The two hoped council could provide some guidance. In the past, staff have said the pool does not typically turn a profit, but it is making significantly less this year. Councilperson Mark Hallam proposed the pool close after Aug. 9, which is the last scheduled reservation. This would have moved the dog swim to Aug. 10. The city confirmed Thursday, July 23, that the pool will close Aug. 10.

“That would equal, essentially, almost four more weeks of being open,” Laube said. “So that would put us halfway through our season as of today (July 20).”

Other council members seemed in favor of Hallam’s proposal. Barring any unforeseen and severe mechanical difficulties, the Newton City Council was in consensus that Maytag Pool’s last day for regular swim operations this season would be Aug. 9. Once the pool is drained, city staff will likely schedule repairs.

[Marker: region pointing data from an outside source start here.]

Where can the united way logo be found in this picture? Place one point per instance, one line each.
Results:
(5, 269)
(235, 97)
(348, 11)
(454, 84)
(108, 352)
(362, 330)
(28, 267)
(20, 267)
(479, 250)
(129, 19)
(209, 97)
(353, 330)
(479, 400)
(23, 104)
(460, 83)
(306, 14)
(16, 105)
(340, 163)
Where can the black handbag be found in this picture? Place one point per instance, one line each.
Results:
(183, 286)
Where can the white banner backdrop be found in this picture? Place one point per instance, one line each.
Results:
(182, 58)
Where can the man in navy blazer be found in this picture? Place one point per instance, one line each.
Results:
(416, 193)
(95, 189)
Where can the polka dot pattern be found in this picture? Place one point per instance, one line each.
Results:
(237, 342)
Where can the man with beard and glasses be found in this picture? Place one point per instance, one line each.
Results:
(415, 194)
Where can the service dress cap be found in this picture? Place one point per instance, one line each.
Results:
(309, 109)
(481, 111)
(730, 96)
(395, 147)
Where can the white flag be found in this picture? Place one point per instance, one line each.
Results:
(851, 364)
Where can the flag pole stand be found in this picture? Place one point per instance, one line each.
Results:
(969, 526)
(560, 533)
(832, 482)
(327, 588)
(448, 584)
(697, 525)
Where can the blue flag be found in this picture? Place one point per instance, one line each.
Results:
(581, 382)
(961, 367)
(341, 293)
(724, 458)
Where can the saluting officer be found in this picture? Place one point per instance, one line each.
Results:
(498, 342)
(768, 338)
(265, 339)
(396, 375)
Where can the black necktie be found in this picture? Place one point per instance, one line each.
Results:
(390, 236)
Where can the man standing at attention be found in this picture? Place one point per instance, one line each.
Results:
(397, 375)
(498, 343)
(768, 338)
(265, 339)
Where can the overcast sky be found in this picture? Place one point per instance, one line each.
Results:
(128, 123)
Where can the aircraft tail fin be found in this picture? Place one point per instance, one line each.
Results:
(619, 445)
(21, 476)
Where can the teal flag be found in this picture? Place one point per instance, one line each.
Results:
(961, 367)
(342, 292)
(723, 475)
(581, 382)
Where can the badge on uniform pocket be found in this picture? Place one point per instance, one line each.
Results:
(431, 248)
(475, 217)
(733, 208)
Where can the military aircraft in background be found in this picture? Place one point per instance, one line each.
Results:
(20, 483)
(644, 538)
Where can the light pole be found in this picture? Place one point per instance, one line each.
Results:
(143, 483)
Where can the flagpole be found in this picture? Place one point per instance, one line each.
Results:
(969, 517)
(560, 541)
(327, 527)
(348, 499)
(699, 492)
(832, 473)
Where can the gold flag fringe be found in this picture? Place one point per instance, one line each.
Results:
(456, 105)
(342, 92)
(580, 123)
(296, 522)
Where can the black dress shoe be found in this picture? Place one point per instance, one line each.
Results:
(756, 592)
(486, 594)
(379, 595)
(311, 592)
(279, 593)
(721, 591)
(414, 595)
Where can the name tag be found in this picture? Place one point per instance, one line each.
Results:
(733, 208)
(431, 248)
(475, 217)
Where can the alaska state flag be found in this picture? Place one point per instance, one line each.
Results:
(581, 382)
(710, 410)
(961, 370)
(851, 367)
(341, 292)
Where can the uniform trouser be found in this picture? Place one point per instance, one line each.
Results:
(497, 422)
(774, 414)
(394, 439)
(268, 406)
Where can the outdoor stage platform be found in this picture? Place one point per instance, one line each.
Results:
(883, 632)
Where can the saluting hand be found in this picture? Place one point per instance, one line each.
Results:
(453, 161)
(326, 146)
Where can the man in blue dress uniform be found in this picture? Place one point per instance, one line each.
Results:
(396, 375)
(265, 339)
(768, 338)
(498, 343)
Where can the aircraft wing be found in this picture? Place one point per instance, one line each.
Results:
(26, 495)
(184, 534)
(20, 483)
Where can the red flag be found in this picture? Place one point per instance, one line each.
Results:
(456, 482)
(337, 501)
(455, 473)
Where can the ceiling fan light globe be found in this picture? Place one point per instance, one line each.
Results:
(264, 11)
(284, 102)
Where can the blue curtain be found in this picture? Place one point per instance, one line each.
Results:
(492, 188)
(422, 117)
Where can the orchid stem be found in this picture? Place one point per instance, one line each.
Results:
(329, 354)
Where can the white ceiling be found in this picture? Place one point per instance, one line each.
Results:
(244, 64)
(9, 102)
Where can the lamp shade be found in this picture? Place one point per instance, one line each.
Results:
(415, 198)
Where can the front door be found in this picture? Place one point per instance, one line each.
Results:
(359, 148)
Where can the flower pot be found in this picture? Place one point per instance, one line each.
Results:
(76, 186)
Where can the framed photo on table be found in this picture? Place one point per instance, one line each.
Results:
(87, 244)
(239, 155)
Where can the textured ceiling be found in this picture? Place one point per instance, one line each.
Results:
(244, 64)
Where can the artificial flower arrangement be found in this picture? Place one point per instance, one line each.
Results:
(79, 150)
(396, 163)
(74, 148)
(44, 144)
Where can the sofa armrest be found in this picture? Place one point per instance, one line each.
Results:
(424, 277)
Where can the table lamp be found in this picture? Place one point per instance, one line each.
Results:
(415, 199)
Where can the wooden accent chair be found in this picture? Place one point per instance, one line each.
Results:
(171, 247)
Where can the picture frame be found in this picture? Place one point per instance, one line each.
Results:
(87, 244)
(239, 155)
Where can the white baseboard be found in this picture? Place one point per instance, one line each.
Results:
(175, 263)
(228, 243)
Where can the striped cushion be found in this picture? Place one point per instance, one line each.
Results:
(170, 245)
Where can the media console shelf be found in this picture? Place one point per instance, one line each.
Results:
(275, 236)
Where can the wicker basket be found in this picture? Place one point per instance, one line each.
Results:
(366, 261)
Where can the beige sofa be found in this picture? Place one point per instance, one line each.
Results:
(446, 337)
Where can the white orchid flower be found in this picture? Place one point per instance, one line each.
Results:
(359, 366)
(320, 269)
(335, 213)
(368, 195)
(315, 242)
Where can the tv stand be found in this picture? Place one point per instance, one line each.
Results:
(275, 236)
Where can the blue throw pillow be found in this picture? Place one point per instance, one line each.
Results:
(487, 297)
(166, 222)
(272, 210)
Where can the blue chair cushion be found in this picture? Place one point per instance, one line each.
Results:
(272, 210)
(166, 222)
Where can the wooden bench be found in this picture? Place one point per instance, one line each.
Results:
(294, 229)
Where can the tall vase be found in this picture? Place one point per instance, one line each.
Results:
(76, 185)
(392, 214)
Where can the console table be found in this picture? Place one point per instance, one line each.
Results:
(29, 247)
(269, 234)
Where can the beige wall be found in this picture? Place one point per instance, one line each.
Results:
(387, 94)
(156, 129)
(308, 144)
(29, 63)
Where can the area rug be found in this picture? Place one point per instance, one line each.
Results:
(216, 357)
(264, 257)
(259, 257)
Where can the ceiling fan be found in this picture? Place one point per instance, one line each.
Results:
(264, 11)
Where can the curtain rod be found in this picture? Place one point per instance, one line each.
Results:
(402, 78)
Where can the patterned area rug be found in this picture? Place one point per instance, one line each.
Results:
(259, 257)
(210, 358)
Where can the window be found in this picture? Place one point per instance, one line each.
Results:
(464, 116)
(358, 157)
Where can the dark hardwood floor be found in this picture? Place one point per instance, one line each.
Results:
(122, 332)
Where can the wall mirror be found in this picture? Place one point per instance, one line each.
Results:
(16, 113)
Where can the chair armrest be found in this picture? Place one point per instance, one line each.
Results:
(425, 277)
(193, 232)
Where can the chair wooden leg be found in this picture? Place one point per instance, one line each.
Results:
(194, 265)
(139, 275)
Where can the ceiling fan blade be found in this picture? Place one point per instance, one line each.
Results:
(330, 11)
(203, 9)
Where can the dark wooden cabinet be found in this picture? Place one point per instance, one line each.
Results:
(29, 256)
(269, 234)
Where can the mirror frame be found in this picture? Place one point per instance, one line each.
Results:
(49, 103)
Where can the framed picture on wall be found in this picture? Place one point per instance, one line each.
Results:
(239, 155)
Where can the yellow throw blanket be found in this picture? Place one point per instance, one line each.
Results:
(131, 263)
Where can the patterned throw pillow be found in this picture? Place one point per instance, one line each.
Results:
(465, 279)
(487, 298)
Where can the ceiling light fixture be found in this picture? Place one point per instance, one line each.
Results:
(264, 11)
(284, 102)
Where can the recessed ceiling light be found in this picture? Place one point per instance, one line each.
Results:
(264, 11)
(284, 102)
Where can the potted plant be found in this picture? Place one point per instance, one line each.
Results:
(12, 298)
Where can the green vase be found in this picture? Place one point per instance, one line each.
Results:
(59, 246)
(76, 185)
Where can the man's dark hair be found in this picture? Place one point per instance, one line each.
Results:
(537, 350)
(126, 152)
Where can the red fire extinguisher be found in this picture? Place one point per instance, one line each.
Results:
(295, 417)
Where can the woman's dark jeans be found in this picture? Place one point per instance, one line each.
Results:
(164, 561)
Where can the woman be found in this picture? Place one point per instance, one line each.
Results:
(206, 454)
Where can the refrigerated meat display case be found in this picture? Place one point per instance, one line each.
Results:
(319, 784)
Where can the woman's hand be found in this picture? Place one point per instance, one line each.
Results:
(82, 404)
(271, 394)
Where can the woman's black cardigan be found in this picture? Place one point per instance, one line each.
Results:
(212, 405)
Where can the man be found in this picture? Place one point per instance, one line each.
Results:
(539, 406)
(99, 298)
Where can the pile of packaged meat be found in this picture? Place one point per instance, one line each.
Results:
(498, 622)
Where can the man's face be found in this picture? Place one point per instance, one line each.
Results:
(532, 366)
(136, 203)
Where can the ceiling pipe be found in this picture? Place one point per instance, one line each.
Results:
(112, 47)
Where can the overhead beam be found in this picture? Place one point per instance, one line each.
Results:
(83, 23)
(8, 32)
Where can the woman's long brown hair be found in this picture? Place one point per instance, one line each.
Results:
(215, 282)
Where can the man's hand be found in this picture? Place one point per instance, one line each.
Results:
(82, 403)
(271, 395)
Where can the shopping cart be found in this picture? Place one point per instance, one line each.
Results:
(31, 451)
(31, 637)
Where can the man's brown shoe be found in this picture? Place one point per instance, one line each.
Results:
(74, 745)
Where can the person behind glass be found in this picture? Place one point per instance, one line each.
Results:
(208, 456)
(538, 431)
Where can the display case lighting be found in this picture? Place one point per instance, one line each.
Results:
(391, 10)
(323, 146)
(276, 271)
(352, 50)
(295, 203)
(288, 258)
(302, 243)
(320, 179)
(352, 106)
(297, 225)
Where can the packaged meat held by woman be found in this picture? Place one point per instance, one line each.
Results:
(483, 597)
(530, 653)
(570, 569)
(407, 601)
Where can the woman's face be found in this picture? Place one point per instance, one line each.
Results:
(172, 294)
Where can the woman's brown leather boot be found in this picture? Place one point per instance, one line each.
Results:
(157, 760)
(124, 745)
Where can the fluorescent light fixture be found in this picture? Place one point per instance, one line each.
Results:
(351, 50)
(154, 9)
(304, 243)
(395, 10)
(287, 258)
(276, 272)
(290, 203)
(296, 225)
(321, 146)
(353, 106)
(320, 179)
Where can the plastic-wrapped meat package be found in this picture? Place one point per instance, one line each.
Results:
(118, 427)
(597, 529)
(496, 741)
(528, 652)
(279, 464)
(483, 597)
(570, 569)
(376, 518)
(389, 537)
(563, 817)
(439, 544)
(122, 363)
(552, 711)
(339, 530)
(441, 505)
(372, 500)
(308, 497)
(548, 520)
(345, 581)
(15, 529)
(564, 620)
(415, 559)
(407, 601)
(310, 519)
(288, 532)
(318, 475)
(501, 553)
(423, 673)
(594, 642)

Rhone said the city would start working on a set of plans to hire a contractor to remove and rebuild the pool’s concrete structure. The earlier staff can schedule the project, the better, he said. Because many pools did not open this year, other municipalities have taken advantage of the time to prepare maintenance work.

“So we will get that scheduled just as soon as possible,” Rhone said.

In addition to the leak, Rhone added the city would plan more maintenance for the joint sealing of the pool. Prior to the start of this season, the city had “completely redone the deep end.” Now the rest of the pool can be attended to. Staff will also re-paint the pool.

Most of these projects are being paid for using leftover bond funds from the waterslide rehabilitation. Laube said he will be reaching out to aquatics engineers. Because Maytag Pool is 26 years old, he wants to propose a mechanical systems study for council as a capital improvement plan item.

“Which will ultimately lead to (what) I’d like to call a ‘refreshening’ of the pool — a project where we extend the pool’s life maybe 15, 20, 25 years,” Laube said. “Short of having to do a complete replacement of it.”